Who should run the SSIS Service

  • I have a domain account that runs all my SQL Server and SQL Agent services. This service account is ALWAYS a local Admin on the server. As a best practice, should this account also run the SSIS service, or is that not necessary? When running a job that executes an SSIS package, it's the Agent's credentials and domain permissions that are used, correct? Does the SSIS Service come into play at all?

    Thanks,

    Randy

  • Why a local admin? Most services don't need this.

    you want to follow the same advice for service accounts as user accounts. Used the least privileges needed. For SSIS, I'd use a domain account just because I like those, no rights on the domain, but I would use a domain group that has rights to folders needed on the local box.

    Why domain? If I move this SSIS package off this instance and run these packages from elsewhere, I want to have the rights to that box. That's thinking with scale out in mind, but if you have too many local path dependencies, use a local group for SSIS packages.

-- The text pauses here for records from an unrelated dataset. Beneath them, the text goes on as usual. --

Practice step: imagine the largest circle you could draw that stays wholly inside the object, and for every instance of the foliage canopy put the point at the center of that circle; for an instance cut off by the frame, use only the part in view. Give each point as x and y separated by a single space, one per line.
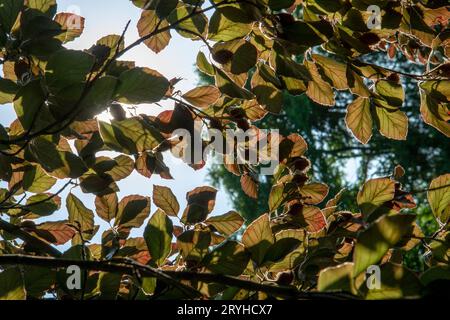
303 246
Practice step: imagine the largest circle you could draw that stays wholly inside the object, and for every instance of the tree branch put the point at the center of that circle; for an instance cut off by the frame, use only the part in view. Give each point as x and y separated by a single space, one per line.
130 268
31 240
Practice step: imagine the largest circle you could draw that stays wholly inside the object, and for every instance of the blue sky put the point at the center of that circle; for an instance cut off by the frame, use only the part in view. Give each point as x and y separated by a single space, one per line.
104 17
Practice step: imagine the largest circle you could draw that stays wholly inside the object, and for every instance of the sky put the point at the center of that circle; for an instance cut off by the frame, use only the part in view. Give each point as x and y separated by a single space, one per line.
105 17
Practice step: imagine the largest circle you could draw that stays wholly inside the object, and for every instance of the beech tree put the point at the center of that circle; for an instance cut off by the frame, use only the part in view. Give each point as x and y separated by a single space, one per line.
303 247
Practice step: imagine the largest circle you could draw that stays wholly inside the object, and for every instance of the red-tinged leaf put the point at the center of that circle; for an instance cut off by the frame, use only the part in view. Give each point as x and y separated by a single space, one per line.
106 206
439 198
164 198
250 186
309 217
314 193
203 97
226 224
72 26
147 24
202 196
258 238
132 211
315 218
57 233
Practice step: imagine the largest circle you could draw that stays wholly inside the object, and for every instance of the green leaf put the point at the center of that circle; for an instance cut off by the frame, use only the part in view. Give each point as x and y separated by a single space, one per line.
439 198
29 103
226 224
278 5
164 199
224 28
204 65
38 280
374 243
268 95
141 85
314 193
56 232
12 284
228 87
67 67
158 236
201 202
47 7
397 282
9 11
392 123
203 96
308 34
8 90
391 91
337 278
81 218
109 285
132 211
106 206
195 25
60 164
276 197
435 113
359 119
230 258
41 205
36 180
374 194
193 245
258 238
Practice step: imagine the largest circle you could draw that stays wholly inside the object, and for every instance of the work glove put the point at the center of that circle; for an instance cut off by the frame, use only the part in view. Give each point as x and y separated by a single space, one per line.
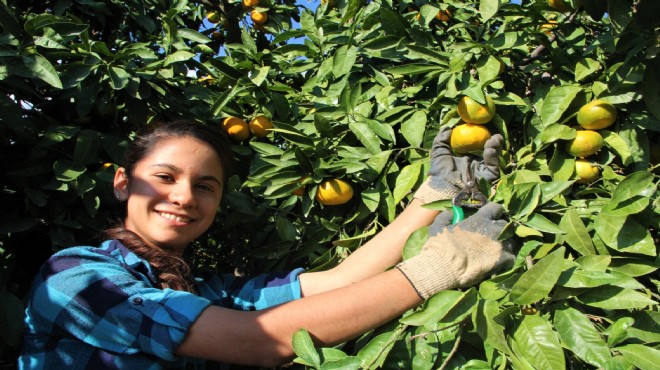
448 173
459 255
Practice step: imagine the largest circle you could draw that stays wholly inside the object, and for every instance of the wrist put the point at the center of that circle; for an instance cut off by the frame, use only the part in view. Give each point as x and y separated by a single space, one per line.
435 188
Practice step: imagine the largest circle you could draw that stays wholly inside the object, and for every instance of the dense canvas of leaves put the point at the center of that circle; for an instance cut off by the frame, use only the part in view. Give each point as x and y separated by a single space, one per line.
357 90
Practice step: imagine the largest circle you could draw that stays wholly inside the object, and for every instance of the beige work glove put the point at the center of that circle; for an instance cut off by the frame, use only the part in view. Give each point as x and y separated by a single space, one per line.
448 173
459 255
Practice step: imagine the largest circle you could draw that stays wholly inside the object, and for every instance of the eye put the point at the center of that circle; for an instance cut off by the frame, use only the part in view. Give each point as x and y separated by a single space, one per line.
164 177
206 187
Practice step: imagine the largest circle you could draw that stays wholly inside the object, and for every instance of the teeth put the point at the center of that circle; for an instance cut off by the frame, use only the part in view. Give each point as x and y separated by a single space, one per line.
176 218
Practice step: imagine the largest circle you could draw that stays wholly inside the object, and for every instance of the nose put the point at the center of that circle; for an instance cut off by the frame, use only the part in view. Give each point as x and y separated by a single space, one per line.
182 195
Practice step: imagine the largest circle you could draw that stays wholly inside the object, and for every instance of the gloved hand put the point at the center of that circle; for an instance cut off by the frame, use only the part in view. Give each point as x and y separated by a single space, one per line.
448 173
459 255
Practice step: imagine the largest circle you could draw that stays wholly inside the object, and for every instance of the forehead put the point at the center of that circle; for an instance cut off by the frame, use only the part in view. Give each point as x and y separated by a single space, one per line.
184 152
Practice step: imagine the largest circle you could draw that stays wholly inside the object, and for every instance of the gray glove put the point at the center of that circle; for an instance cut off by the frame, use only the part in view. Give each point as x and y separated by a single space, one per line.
459 255
448 173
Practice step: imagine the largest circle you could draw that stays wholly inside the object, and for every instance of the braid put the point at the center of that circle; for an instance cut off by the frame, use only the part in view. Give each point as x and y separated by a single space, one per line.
171 271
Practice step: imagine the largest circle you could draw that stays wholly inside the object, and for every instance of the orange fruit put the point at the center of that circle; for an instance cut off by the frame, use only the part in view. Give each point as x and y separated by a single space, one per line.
596 115
443 15
260 126
236 128
213 17
258 18
474 112
585 143
560 5
585 171
468 137
548 28
250 3
334 192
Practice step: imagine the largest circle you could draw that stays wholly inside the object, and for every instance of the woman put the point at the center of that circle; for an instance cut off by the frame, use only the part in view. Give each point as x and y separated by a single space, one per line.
131 303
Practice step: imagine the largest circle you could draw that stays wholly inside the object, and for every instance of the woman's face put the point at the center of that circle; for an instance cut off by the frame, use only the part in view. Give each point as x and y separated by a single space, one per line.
173 194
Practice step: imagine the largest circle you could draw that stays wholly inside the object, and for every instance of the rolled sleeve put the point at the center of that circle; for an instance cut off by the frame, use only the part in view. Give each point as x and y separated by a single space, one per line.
107 306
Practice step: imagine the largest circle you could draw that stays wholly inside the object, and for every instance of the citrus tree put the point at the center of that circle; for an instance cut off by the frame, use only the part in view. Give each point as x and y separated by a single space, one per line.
332 110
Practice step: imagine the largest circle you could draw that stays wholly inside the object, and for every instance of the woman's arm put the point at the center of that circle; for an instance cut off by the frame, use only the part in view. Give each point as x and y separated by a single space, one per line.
263 338
378 254
457 255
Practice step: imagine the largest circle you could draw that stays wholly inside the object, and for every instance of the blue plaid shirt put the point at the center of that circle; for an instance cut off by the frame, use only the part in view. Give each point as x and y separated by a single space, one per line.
99 308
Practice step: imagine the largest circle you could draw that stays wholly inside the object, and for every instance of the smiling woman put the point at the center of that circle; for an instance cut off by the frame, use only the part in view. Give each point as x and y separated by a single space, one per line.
133 303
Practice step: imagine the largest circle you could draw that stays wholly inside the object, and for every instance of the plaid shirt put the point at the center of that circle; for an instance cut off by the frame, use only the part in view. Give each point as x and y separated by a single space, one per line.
99 308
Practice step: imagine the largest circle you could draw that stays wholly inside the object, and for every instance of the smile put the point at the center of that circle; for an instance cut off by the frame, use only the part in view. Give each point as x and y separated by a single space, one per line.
175 218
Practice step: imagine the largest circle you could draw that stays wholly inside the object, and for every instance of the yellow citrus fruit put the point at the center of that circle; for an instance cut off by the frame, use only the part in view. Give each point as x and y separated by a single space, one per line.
260 126
585 171
334 192
236 128
468 137
560 5
473 112
596 115
443 15
213 17
250 3
258 17
586 142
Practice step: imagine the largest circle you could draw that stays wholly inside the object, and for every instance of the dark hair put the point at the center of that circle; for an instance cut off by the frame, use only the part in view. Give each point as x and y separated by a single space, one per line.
172 271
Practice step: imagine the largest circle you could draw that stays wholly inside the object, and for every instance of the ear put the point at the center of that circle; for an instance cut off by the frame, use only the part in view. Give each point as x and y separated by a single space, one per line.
120 184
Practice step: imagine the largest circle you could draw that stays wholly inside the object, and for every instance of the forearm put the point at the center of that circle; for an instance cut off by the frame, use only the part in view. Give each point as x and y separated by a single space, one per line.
378 254
264 337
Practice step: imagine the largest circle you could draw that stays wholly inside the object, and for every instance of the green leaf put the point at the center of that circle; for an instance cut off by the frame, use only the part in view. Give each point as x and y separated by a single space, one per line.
525 199
581 337
537 343
178 56
119 78
615 298
541 223
490 326
618 145
303 346
536 283
585 67
556 102
625 234
488 8
373 354
413 128
41 68
396 25
193 35
642 356
406 180
367 137
415 242
576 235
66 170
344 60
435 308
636 184
554 132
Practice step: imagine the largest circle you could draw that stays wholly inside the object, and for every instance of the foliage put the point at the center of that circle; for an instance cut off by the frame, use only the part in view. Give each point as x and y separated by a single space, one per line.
357 90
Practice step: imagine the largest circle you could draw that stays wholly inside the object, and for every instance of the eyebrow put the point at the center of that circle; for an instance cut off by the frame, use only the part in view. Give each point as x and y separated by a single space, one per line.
177 170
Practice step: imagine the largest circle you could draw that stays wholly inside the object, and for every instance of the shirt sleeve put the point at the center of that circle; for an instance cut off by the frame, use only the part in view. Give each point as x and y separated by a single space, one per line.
257 293
97 300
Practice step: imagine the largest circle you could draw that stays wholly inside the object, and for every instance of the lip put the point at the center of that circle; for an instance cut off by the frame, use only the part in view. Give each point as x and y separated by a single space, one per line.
175 218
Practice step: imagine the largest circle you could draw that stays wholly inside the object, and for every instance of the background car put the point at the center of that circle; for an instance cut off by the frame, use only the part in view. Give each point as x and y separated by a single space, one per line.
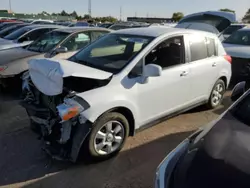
237 46
81 24
215 156
234 27
60 43
8 24
126 25
212 21
25 35
106 25
9 30
42 22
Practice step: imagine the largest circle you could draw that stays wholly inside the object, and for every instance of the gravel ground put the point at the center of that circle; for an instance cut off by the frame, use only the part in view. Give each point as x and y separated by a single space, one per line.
23 164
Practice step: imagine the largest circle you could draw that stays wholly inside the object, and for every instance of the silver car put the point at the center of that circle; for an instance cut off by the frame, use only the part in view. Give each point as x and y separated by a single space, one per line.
24 36
60 43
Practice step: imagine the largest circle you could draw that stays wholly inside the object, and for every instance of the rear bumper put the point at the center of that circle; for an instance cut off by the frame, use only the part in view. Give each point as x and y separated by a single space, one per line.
240 69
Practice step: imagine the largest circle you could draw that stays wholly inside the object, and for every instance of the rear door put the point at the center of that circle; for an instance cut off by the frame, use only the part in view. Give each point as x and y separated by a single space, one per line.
203 64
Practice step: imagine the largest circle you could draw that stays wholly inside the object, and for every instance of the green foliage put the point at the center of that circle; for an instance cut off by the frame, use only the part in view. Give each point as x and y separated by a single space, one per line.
177 16
227 10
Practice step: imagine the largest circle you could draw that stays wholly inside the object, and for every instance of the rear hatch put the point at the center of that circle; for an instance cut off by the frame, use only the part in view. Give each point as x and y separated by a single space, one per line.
216 19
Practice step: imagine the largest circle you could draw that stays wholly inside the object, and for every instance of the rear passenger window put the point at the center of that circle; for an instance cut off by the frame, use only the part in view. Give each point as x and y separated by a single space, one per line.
198 48
211 50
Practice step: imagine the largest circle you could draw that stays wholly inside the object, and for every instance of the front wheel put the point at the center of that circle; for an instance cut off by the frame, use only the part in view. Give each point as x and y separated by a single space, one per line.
217 94
108 136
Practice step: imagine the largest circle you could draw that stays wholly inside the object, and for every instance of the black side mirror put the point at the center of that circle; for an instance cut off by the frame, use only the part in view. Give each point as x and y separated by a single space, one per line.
238 91
61 50
24 39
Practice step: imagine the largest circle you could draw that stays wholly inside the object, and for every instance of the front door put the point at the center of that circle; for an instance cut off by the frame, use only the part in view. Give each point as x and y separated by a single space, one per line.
170 92
203 64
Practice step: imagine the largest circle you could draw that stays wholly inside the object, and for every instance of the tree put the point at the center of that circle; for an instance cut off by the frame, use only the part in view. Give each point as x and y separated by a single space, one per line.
227 10
86 16
74 14
63 13
45 13
246 18
177 16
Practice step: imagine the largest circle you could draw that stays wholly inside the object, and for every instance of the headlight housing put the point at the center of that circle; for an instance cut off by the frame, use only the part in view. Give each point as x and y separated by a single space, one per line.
71 108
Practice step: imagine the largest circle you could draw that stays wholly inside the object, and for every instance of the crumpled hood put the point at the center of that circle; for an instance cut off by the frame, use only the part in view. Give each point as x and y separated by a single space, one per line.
10 55
47 74
5 41
235 50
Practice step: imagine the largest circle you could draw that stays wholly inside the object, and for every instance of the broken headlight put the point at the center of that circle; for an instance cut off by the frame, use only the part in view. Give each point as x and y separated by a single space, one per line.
71 108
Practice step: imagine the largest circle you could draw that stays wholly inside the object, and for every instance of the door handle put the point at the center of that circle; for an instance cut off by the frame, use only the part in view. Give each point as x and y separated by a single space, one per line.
184 73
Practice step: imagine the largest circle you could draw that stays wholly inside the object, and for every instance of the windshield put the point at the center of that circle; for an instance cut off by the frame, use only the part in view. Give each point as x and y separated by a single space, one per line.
112 52
239 37
47 42
231 29
9 30
18 33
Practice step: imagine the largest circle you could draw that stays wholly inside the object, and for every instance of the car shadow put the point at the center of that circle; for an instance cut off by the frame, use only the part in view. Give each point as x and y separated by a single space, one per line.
23 161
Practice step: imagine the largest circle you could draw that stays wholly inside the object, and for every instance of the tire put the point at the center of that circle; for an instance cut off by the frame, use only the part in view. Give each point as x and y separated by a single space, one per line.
35 127
102 125
218 92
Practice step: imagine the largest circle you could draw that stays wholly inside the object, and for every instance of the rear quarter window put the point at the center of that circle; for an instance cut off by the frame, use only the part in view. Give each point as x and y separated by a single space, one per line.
211 48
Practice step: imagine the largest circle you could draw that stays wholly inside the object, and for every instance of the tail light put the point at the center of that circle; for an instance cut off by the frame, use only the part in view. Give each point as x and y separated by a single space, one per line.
228 58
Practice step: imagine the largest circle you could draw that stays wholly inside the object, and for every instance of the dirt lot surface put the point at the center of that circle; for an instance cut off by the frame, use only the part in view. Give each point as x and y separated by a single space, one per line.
23 164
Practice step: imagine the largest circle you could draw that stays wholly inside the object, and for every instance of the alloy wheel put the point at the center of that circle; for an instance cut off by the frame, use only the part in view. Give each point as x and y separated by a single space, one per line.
109 138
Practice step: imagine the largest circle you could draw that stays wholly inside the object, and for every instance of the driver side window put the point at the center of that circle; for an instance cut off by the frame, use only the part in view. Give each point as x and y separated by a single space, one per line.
77 41
168 53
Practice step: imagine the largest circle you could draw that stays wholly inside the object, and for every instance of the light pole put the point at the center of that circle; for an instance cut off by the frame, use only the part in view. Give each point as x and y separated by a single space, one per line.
10 5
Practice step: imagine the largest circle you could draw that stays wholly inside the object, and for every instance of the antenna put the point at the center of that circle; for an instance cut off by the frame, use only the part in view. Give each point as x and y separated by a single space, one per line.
90 8
120 13
10 5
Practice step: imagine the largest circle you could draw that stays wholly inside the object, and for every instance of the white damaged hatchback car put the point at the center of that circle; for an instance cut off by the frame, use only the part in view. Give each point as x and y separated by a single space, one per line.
121 83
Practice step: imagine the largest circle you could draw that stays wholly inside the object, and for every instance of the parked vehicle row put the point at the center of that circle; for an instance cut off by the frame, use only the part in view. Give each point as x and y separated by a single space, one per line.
145 75
132 69
59 43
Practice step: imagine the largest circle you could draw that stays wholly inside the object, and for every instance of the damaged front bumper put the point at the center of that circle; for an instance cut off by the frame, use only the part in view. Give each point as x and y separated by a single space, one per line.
62 140
58 119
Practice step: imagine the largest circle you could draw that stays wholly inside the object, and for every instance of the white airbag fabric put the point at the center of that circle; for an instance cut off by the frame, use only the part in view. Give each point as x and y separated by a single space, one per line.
47 76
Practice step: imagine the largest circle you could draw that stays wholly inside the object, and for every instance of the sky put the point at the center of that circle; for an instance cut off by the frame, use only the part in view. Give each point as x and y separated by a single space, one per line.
143 8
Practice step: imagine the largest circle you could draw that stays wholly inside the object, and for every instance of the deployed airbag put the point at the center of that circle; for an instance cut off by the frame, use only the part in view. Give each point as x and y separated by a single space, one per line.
47 74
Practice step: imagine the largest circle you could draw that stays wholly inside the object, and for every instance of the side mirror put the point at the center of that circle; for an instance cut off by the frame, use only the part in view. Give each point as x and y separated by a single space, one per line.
24 39
152 70
61 50
238 91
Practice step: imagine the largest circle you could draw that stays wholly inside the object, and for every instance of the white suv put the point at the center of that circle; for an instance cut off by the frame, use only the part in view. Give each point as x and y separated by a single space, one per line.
121 83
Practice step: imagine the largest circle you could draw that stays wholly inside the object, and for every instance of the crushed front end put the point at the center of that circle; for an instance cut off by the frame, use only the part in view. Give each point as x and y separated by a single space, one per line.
58 119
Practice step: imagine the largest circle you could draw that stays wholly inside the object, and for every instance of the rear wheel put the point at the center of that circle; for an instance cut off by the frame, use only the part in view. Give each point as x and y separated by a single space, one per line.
217 94
108 136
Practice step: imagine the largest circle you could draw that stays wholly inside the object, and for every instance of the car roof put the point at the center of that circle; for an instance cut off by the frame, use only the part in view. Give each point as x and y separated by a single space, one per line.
156 31
34 26
78 29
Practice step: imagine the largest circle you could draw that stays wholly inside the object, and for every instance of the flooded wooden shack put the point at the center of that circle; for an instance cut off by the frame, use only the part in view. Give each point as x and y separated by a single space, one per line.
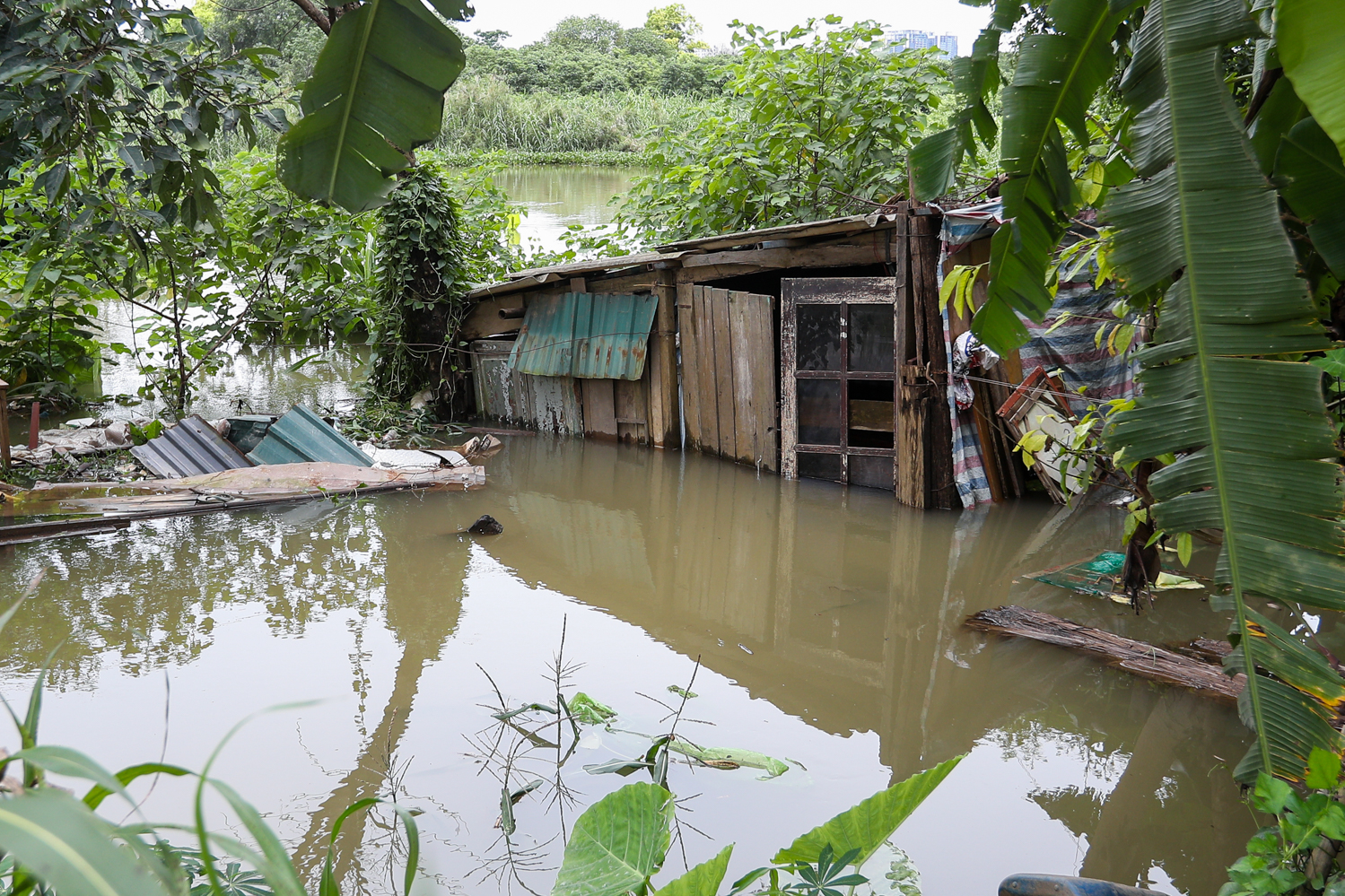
816 350
811 350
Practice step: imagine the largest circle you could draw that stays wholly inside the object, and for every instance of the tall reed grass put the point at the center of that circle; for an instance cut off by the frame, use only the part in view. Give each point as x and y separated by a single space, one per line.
483 113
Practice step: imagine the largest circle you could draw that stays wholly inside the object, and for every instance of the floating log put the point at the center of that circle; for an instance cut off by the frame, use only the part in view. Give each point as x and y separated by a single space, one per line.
1140 658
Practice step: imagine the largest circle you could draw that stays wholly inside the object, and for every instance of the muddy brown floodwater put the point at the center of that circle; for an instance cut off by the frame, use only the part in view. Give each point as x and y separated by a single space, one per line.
826 621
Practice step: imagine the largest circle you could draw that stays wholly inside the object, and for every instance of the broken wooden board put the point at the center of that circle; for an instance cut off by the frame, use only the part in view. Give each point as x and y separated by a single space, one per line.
1135 657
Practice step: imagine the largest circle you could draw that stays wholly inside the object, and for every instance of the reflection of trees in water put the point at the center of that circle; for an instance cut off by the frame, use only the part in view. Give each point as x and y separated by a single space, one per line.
150 597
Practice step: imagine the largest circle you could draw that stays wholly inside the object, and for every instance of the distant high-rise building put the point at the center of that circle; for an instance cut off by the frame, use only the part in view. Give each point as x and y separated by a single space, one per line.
923 40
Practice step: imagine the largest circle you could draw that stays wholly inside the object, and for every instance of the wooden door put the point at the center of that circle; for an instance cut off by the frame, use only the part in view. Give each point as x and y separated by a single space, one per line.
728 374
840 344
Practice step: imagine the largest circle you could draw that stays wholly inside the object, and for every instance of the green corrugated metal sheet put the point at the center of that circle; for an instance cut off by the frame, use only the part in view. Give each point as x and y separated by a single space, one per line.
301 436
580 334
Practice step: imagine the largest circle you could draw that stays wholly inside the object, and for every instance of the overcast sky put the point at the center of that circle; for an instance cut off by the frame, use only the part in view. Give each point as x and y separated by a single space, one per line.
528 21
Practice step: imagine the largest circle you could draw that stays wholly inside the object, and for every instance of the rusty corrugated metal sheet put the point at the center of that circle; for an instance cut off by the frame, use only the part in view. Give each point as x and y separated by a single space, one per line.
301 436
829 228
580 334
190 448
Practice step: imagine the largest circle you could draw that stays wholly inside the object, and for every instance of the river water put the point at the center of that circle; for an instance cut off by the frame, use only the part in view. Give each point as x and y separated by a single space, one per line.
826 623
557 196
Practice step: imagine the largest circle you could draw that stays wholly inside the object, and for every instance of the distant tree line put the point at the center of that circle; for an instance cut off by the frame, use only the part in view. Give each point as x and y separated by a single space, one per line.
580 56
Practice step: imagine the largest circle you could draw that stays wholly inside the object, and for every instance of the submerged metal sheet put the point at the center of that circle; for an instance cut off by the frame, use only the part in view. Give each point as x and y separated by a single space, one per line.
191 448
301 436
580 334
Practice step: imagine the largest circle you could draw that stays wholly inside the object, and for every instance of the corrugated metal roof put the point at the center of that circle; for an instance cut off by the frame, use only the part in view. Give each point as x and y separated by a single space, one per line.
301 436
600 264
580 334
190 448
786 231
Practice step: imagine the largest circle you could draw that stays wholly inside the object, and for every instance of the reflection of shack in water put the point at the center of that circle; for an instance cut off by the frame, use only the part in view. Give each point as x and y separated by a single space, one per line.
853 623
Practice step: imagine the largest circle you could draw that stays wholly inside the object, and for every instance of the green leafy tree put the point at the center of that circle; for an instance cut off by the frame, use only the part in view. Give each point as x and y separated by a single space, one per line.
821 128
110 108
585 32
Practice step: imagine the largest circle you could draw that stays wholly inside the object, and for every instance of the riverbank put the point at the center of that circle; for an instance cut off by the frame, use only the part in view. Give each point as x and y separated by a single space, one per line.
517 158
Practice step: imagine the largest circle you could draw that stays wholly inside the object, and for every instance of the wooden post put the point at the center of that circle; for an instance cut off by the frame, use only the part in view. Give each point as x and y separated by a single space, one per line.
4 424
665 422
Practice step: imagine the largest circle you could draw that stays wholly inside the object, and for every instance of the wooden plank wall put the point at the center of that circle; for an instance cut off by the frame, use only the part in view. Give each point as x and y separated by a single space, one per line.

  • Its a local Admin by group membership. Our DBA group is local admin for installing software, SQL Server, etc.. Only me and the service account are members of the DBA group. Permissions to network folders for backups, file import/export, etc.. are granted to the DBA group. Most jobs that export files or spreadsheets are run by the service account, the thought being that if my account were disabled, production jobs would still run.

    Sounds like the account that runs the SSIS service has no impact on SSIS package permissions to network shares when the package is invoked from a SQL Server Agent job.